I have one limited question and I want to be careful. This is what it is:

You don't wholly disavow any bad behavior. Can you please truthfully,
fulsomely and in detail, describe the original conduct that underlies the
complaint against you?

For example, here is a range of situations, can you state where you conduct
fell under?:

A. You are powerful, systematic predator, like Harvey Weinstein, or Roger
Ailes, who sits on top of a power system whose social, legal, economic
dynamics you systematically exploit to abuse and entrap your victims.

B. Without significant official power, you abuse a coworker, by
opportunistically exploiting her/his weaknesses or your institutional
knowledge (note that this can also be extremely damaging to an individual even
without official power).

C. Inside of some sort of relationship, you committed bad behavior, by say,
reacting poorly to a conflict, and took undue actions (messaging, following).

D. You are wholly innocent of any bad behavior. Your inclusion on this list is
is the result of an deliberate campaign of someone with a malicious agenda.

Note that for many reasons and on many layers, I can't judge your situation. I
can't judge your truthfulness. I can't judge the impact to the victim(s), if
any.

The motivation behind this question:

You asked us to read and consider this lengthy personal story, and to be
sympathetic to you.

In this context, the request seems like a useful piece of information, and its
omission would be problematic. Furthermore, even an admission of some guilt,
seems small next to the consequences that you seem to have already endured,
and a natural step toward the "rehabilitation" you presumably seek (I
acknowledge the possibility you are totally innocent).

Finally, and frankly, if you are innocent, you write and act in ways that
raise flags for a perceptive or skeptical reader. For example, you do make
some rejections, "punished for things I didn’t do". However, these aren't
total disavows of bad behavior. Similarly, you focus on details "No HR claim",
all embedded in a highly sympathetic personal narrative.

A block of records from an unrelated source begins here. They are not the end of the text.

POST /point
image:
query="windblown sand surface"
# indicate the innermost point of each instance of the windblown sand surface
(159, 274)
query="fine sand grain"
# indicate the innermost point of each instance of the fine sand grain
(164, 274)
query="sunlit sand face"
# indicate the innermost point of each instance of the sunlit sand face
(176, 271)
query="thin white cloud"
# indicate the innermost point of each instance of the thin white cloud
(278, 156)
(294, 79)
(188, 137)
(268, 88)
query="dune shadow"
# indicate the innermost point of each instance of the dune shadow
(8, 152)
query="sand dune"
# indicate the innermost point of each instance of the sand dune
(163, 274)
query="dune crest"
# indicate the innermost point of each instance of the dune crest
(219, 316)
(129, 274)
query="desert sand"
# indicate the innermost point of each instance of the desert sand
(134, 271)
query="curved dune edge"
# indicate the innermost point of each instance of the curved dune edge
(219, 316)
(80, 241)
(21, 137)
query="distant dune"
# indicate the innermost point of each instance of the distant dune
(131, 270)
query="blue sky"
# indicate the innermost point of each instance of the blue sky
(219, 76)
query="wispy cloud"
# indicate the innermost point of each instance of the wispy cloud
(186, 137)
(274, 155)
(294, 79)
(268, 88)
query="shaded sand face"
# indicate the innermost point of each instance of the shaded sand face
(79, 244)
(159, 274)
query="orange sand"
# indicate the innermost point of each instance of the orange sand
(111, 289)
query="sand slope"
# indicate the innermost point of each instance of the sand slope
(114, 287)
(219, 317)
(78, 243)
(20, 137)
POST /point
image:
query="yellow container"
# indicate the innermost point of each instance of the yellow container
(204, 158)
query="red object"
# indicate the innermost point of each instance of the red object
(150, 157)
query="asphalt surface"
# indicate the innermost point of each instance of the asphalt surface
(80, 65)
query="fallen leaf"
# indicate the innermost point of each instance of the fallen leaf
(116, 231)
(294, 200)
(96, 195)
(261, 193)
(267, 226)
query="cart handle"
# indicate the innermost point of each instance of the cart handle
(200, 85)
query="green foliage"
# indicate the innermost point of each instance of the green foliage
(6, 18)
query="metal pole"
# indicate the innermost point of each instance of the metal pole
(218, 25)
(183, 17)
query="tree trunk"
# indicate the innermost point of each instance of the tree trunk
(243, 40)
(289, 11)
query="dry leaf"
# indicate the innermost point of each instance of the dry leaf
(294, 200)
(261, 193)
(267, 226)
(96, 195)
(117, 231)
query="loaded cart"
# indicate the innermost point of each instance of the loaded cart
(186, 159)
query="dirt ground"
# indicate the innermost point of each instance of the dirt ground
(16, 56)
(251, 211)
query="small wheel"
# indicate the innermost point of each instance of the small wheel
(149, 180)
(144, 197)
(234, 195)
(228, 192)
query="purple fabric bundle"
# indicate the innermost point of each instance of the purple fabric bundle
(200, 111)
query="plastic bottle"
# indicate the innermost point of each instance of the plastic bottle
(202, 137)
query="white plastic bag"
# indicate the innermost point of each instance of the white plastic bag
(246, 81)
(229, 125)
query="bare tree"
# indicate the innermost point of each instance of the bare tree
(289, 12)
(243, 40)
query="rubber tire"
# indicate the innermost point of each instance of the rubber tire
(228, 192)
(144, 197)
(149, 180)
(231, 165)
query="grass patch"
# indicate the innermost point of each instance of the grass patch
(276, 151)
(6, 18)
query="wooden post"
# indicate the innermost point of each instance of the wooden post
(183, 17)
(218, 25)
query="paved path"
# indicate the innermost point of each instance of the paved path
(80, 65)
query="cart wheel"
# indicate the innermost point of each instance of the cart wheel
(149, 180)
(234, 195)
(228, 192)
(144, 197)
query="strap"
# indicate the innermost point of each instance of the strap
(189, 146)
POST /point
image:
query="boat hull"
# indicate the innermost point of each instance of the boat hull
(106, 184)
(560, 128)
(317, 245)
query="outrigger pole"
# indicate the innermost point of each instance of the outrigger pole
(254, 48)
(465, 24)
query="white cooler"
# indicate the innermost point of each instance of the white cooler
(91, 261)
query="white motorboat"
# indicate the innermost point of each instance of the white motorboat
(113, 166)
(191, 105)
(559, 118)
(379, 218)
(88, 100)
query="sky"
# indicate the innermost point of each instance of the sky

I've never been accused of any "metoo" behavior. However, I've seen people
"railroaded" many times. Many people react by either gathering overwhelming
force (authority, connections) to vehemently smash the opposing actor, or else
slip away if am unable to do so (I'm not sure this is optimal but seems
reputationally useful). However, I've never seen an innocent person plead or
begged like this.